Тут я увидел в долине легковую машину. В машине сидят высшие офицеры. Их трое. Один совсем еще молодой. Они что-то кричат, указывая на водяные валы. Шофер пытается повернуть назад. Молодой офицер выскакивает из машины, бежит. Гигантская волна обрушивается на машину, переворачивает и уносит. Шофер и оба офицера исчезают в водовороте. Молодой офицер падает. Вода опрокидывает его, несет, засасывает. Из воды высовывается рука. Пальцы судорожно сжимаются и разжимаются. Потом рука исчезает в бушующей воде. Снова появляется. Я уцепился за дерево, повис над водой, схватил руку!..
Ствол дерева трещал и гнулся, пока я возился с офицером и вытаскивал его на край утеса. В конце концов вытащил. Из последних сил подтянул его повыше, чтобы вода его у меня не вырвала. Подбежали какие-то солдаты и помогли. Понесли его на руках, уложили на траве. И только теперь я сообразил, что этого офицера в плаще на красной подкладке, это лицо с вытаращенными, как у утопленника, глазами, я где-то уже видел… На картине или на фотографии… Ну да, это же император Карл I!
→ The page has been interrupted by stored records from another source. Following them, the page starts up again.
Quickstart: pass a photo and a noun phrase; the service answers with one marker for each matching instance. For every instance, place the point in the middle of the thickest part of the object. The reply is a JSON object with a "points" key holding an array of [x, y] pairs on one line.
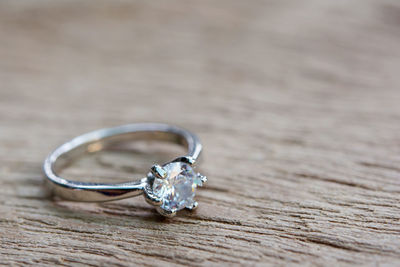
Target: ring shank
{"points": [[101, 139]]}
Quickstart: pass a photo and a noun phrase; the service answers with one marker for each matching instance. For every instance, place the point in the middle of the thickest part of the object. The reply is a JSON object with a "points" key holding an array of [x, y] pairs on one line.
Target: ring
{"points": [[169, 187]]}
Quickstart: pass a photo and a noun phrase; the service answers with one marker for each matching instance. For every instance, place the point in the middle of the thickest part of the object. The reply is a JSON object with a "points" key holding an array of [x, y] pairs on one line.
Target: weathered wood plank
{"points": [[297, 105]]}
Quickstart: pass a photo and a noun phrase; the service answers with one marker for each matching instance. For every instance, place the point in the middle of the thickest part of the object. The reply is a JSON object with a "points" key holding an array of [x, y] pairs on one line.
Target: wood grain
{"points": [[297, 104]]}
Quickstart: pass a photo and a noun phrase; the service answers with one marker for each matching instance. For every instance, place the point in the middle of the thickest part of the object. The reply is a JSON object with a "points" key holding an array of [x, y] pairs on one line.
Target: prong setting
{"points": [[158, 171], [194, 206], [150, 197], [172, 187], [202, 178], [189, 160]]}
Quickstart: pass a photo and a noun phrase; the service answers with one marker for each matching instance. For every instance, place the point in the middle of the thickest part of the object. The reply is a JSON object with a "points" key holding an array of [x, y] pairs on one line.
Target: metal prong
{"points": [[186, 159], [203, 178], [194, 206], [166, 213], [158, 171], [150, 197]]}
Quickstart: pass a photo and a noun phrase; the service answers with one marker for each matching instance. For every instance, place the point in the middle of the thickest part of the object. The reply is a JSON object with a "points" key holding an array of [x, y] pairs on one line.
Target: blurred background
{"points": [[296, 102]]}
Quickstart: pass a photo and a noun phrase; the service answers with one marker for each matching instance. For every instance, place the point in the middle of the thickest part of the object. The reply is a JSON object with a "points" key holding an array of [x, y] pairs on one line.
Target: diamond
{"points": [[177, 189]]}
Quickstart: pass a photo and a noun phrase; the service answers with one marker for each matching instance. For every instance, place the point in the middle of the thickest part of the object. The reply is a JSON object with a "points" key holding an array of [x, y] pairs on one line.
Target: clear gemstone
{"points": [[178, 189]]}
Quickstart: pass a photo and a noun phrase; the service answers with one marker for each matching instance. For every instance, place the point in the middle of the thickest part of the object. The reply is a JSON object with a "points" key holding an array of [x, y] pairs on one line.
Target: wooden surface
{"points": [[296, 102]]}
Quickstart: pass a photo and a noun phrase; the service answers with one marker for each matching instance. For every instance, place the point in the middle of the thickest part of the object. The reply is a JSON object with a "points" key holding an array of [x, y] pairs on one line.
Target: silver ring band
{"points": [[100, 139]]}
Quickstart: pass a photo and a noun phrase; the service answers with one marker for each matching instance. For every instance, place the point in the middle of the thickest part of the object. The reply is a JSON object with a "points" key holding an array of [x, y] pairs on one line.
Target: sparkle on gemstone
{"points": [[178, 189]]}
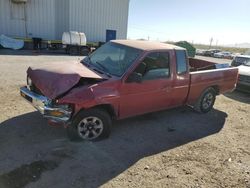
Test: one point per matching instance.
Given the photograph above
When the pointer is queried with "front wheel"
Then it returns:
(93, 124)
(206, 101)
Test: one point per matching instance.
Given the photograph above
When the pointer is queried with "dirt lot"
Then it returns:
(174, 148)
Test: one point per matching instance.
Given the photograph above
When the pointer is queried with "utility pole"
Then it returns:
(211, 41)
(217, 43)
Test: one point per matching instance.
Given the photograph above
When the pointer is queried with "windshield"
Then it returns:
(114, 58)
(247, 64)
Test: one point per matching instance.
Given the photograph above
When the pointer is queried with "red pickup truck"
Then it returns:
(124, 78)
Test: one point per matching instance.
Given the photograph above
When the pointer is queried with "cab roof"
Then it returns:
(147, 45)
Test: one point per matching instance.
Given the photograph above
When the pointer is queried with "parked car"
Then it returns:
(243, 83)
(200, 52)
(211, 52)
(226, 55)
(240, 60)
(124, 78)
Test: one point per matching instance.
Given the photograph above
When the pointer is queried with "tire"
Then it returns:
(91, 125)
(206, 101)
(84, 51)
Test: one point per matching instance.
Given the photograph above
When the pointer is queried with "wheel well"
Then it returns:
(216, 88)
(108, 108)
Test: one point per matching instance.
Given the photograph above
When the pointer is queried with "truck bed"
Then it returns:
(198, 64)
(204, 74)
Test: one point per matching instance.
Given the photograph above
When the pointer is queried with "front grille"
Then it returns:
(244, 78)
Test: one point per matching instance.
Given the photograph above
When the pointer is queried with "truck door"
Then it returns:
(181, 80)
(153, 92)
(110, 35)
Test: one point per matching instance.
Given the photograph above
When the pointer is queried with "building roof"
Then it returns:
(147, 45)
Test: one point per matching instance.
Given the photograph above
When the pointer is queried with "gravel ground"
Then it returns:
(173, 148)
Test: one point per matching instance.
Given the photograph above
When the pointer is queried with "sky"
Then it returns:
(196, 21)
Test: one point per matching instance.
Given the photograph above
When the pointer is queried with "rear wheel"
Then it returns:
(93, 124)
(206, 101)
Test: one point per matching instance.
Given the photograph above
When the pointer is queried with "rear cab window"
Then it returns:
(181, 62)
(154, 66)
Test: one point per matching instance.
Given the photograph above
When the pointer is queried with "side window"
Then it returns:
(154, 66)
(181, 61)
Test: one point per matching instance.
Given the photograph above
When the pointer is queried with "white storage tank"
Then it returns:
(74, 38)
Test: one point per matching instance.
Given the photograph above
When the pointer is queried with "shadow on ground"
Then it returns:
(27, 138)
(239, 96)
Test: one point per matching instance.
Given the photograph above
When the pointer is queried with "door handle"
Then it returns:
(166, 88)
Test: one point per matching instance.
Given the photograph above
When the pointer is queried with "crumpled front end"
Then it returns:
(57, 113)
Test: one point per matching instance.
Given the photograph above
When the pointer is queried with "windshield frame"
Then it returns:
(123, 72)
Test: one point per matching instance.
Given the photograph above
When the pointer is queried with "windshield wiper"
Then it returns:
(105, 70)
(86, 61)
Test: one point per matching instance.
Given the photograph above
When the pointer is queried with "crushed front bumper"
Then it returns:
(43, 105)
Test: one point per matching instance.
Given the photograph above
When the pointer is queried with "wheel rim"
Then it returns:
(90, 127)
(207, 101)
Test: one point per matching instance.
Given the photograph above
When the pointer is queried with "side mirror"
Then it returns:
(134, 77)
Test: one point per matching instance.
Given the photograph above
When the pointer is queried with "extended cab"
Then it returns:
(124, 78)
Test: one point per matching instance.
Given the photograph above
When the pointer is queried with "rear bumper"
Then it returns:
(243, 86)
(43, 105)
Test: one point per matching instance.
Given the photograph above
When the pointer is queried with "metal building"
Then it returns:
(100, 20)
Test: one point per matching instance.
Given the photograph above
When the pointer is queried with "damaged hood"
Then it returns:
(54, 80)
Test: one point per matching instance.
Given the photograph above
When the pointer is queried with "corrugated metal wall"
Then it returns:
(39, 14)
(94, 17)
(48, 19)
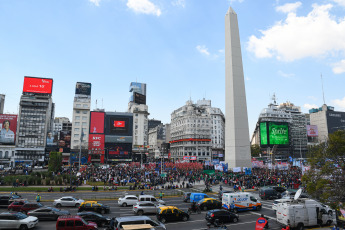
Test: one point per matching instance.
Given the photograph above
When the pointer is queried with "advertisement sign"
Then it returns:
(38, 85)
(83, 88)
(278, 133)
(97, 122)
(312, 131)
(8, 129)
(96, 143)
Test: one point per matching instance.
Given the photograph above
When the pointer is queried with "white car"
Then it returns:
(128, 200)
(67, 201)
(17, 220)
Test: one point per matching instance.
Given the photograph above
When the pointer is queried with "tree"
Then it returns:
(55, 161)
(326, 178)
(255, 150)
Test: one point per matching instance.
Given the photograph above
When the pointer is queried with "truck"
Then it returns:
(240, 201)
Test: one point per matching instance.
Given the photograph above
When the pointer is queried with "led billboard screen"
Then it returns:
(8, 128)
(263, 133)
(278, 133)
(97, 122)
(38, 85)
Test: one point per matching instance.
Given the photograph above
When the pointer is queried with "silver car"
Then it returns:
(145, 207)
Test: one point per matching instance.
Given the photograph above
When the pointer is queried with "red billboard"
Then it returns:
(37, 85)
(97, 122)
(8, 129)
(96, 143)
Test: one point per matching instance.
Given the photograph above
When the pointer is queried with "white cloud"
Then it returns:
(287, 75)
(96, 2)
(310, 106)
(339, 67)
(180, 3)
(203, 50)
(288, 7)
(316, 35)
(144, 6)
(339, 102)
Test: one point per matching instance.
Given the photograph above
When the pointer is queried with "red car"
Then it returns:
(16, 205)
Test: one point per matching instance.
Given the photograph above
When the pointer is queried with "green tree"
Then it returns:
(55, 161)
(326, 178)
(255, 150)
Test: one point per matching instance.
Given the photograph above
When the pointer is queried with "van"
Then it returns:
(196, 197)
(240, 201)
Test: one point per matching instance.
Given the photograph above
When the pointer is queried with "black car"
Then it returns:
(222, 216)
(48, 213)
(94, 207)
(186, 196)
(95, 217)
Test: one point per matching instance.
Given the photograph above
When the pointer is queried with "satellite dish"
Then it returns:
(298, 194)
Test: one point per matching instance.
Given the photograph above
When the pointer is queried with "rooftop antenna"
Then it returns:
(323, 92)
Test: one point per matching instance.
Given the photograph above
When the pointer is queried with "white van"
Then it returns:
(240, 201)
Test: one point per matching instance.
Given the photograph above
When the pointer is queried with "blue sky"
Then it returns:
(177, 48)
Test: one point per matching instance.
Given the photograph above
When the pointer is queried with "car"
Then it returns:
(145, 207)
(30, 206)
(171, 213)
(16, 205)
(131, 220)
(151, 198)
(94, 207)
(127, 200)
(48, 213)
(67, 201)
(95, 217)
(74, 222)
(209, 203)
(17, 220)
(222, 215)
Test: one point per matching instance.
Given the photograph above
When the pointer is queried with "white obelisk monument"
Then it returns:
(237, 146)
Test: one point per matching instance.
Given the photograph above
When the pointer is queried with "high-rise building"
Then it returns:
(36, 113)
(81, 116)
(237, 149)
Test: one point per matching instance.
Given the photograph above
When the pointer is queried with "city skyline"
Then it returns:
(176, 48)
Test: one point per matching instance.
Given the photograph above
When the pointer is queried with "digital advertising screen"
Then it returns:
(83, 88)
(8, 129)
(263, 133)
(97, 122)
(38, 85)
(278, 133)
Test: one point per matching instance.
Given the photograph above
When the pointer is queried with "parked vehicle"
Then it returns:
(196, 197)
(240, 201)
(223, 216)
(128, 200)
(95, 217)
(48, 213)
(17, 220)
(67, 201)
(171, 213)
(145, 207)
(74, 222)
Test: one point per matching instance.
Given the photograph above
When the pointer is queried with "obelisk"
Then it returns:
(237, 145)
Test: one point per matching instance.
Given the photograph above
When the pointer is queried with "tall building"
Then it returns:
(237, 149)
(2, 103)
(193, 130)
(36, 114)
(81, 116)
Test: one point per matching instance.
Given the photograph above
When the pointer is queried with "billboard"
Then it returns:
(83, 89)
(38, 85)
(278, 133)
(139, 98)
(312, 131)
(96, 143)
(8, 129)
(97, 122)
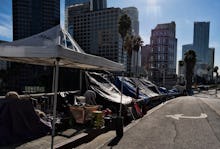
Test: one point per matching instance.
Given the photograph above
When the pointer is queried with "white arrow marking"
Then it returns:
(178, 116)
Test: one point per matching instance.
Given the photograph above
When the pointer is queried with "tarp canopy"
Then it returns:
(54, 44)
(129, 88)
(106, 89)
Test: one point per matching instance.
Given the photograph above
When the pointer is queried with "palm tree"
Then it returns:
(190, 61)
(124, 28)
(216, 71)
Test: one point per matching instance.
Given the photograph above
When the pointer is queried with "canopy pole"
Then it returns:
(53, 83)
(80, 81)
(56, 74)
(122, 80)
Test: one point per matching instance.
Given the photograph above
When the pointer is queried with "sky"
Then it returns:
(151, 13)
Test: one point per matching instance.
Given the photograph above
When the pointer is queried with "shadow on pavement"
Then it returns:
(92, 134)
(115, 141)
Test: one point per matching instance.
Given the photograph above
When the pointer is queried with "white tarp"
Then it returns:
(44, 48)
(106, 89)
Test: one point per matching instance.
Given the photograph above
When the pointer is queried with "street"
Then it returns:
(189, 122)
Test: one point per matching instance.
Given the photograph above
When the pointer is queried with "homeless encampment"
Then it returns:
(108, 94)
(19, 122)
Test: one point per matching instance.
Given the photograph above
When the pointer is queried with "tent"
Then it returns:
(129, 88)
(54, 47)
(106, 89)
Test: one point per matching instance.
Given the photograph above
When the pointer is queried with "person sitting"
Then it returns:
(90, 97)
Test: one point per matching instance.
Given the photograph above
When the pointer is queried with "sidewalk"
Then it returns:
(78, 138)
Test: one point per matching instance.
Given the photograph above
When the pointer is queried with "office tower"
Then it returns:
(94, 5)
(31, 17)
(201, 40)
(34, 16)
(164, 54)
(135, 61)
(204, 54)
(132, 12)
(97, 32)
(98, 4)
(146, 52)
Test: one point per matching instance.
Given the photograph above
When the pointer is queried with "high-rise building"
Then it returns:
(201, 40)
(132, 12)
(146, 52)
(135, 62)
(97, 32)
(164, 54)
(94, 5)
(204, 54)
(98, 4)
(31, 17)
(34, 16)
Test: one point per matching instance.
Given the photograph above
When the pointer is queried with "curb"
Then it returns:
(132, 124)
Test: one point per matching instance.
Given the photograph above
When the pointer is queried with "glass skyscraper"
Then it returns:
(34, 16)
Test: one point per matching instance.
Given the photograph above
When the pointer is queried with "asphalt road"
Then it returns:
(188, 122)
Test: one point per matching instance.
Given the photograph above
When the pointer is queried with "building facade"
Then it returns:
(204, 55)
(94, 5)
(164, 55)
(31, 17)
(97, 32)
(134, 63)
(34, 16)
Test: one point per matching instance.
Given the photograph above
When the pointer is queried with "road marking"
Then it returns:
(178, 116)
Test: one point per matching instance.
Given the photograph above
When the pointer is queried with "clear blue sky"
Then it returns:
(151, 13)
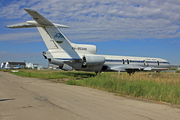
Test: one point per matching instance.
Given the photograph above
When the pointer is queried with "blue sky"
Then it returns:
(147, 28)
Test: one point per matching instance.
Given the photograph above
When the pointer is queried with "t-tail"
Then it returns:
(52, 36)
(61, 51)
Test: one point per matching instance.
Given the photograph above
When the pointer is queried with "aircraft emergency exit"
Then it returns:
(68, 55)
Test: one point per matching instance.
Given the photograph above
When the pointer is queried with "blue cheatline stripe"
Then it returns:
(110, 60)
(67, 59)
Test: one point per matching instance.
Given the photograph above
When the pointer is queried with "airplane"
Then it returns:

И пока в долине ревело и клокотало, как в аду, и вода поглощала орудия, лошадей, мулов, ящики с боеприпасами, артиллерийские снаряды и людей, людей, много людей, вокруг нас столпились солдаты и офицеры, избежавшие потопа.
Они что-то кричали, лопотали, а я медленно погружался в непроглядный мрак.
Очнулся я в комнате патера Кристофоро на топчане. Склонившись надо мной, патер тихо читал молитву. Он был так бледен, словно его с креста сняли. Рядом с ним стоял какой-то офицер.
— Его величество светлейший император Карл I производит тебя в сержанты и посылает тебе часы в знак благодарности за спасение его жизни! — сказал он официальным тоном, положил на одеяло какую-то бумагу и часы, откланялся и ушел.
А патер Кристофоро нагнулся надо мной и вполголоса, на ломбардском диалекте, сказал мне всего- навсего:
— Конец Австрии!.. Конец войне!.. Выпей, брат!.. — И поднес к моим губам полный кувшин. Я пил, пил, пока все не выдул… А императорские часы, сверкая золотом, сонно тикали на моем животе.
Теперь они висят в шкафу на гвоздике, все так же сонно тикают и едва заметно покачиваются на цепочке. А я лежу, смотрю на них при свете керосиновой лампы и вспоминаю те удивительные дни.
За окошком ночь. В глубине ночи шумят полые воды Ользы, потому что дождь идет без перерыва три дня кряду. Весь урожай погибнет!..
Шум Ользы напоминает мне бушующую Пьяве.